Quase-diário #109

Reunião da cadeira de Literatura Brasileira da PUCRJ. Enquanto não chegam todos
01/05/2009

21.10.87
Reunião da cadeira de Literatura Brasileira da PUCRJ. Enquanto não chegam todos, comentando o artigo que escrevi sobre Gullar/Cabral, Gilberto Mendonça Telles conta duas coisas sobre Cabral:

1. No Porto (onde serviu como diplomata) Cabral já de porre, bebendo no hotel, começa a se referir a Drummond como “Dr. Drummond”. E falava mal de diversas pessoas mostrando azedume e agressividade.

2. Drummond um dia pergunta a Gilberto: “Já leu o último livro do Cabral?” E como Gilberto disse “não”, Drummond então lhe oferece o livro que tinha dedicatória de Cabral para Drummond. Mas Drummond escreveu em baixo para Gilberto: “Você que gosta dessas coisas…”

10.01.88
Leio um artigo curioso de Domingos Carvalho da Silva sobre seus contatos com Oswald de Andrade. Conta coisas interessantes e contraditórias: Oswald é quem produziu com um administrador paulista e seu filho Oswald de Andrade Filho o escudo do Congresso Eucarístico de São Paulo, em 1952.

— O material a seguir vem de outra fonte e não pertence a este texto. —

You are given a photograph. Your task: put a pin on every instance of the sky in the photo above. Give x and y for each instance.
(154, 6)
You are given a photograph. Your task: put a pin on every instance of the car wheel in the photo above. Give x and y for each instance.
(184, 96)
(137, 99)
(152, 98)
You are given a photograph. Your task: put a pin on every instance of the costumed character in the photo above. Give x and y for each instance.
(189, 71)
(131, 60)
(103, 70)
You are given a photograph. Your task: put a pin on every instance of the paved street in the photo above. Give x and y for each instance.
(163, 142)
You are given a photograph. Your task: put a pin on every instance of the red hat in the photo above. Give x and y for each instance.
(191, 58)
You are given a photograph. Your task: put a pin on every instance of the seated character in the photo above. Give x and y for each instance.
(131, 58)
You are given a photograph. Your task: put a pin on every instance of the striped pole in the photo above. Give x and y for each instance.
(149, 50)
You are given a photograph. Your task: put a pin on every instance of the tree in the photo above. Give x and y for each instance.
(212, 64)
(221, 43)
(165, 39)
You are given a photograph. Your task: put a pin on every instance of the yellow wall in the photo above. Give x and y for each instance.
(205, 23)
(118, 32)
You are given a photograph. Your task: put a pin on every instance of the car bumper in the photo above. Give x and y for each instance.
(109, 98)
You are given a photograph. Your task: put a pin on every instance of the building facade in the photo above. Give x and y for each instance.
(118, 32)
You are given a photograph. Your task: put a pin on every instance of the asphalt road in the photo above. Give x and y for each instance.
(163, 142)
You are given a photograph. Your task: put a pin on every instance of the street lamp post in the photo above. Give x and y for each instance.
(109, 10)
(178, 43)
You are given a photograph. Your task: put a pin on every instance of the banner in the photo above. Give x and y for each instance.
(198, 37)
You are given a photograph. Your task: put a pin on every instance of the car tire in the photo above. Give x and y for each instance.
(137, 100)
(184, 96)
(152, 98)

Curioso: na sua morte, diz Domingos Carvalho, não havia mais que quinze pessoas presentes. Penso na diferença entre o espetáculo da morte do artista hoje no Brasil e naquele tempo. É necessário um estudo sobre isso. O papel da TV. A morte como espetáculo: os colegas do morto dando entrevistas na TV.

12.07.82
Acabo de fazer uma triste e surpreendente descoberta: a enciclopédia Mirador que o Antonio Houaiss publicou há poucos anos, fazendo a relação bibliográfica de todos os escritores brasileiros importantes até hoje, esquece simplesmente de Murilo Mendes e Cassiano Ricardo. Ai, meu Deus! Poderiam ter esquecido de mim, como aliás esqueceram, mas desses?!

07.06.82
No Festival de Berlim, me surpreendeu Manuel Puig, que embora tímido, fez uma bela exposição sobre a questão da Guerra das Malvinas ora em curso, e contou aquela piada histórica: os outros povos latino-americanos “descendieran” de maias, astecas e incas, mas os argentinos “descendieron” dos navios.

19.06.82
A Guerra das Malvinas acabou. Tragicamente como se previa. Meu poema O último tango nas Malvinas foi publicado n’O Pasquim, O Estado de S. Paulo, Estado de Minas e Zero Hora.

23.07. 82
Me diz Micheline, ex-mulher do Leonam, que na Dinamarca traduziram e publicaram O último tango nas Malvinas no jornal Politick.

23. 03.87
10 horas da manhã. Acaba de telefonar Rubem Braga: morreu Hélio Pellegrino, às duas da madrugada, numa clínica na Rua Canning: enfarte. Desde segunda-feira não estava bem.

“Vou ficar de vez na porta deste cemitério”, eu dizia num poema quando morreram vários amigos no ano passado.

Brilha o sol neste terraço.

Tem razão Lorca:

Mucho tiempo pasará
hasta que nazca un andaluz
de tez tan pura.

21.05.88
Leio O círio perfeito de Pedro Nava. Primorosas descrições das cenas de hospital e o necrotério durante a Revolução de 30. É mesmo um bom estilista: recupera expressões populares, compara os corpos mortos e vivos com pinturas e esculturas, procede como um romancista. E que riqueza de detalhes, de coisas vividas há 50 anos…

Dentro do mesmo volume editado no ano de sua morte, uma reportagem da IstoÉ que termina com um poema meu transmitido pela Globo:

Um tiro na memória.
A mão que inscreveu outros
apagou a própria história.

E mais: uma foto de Hélio e Otto na porta do cemitério. Olho-a: Hélio também se foi há pouco. Na outra página, foto de Drummond, que também se foi.

E eu lendo sobre mortos e cadáveres. E doente com hepatite.

13.05.88
Não sei escrever diário. Preguiça. E, depois, as crônicas e a poesia são meu “diário”.

Affonso Romano de Sant'Anna

É poeta, cronista e ensaísta. Autor de Que país é este?, entre outros. A coluna Quase diário foi publicada no Rascunho até fevereiro de 2017.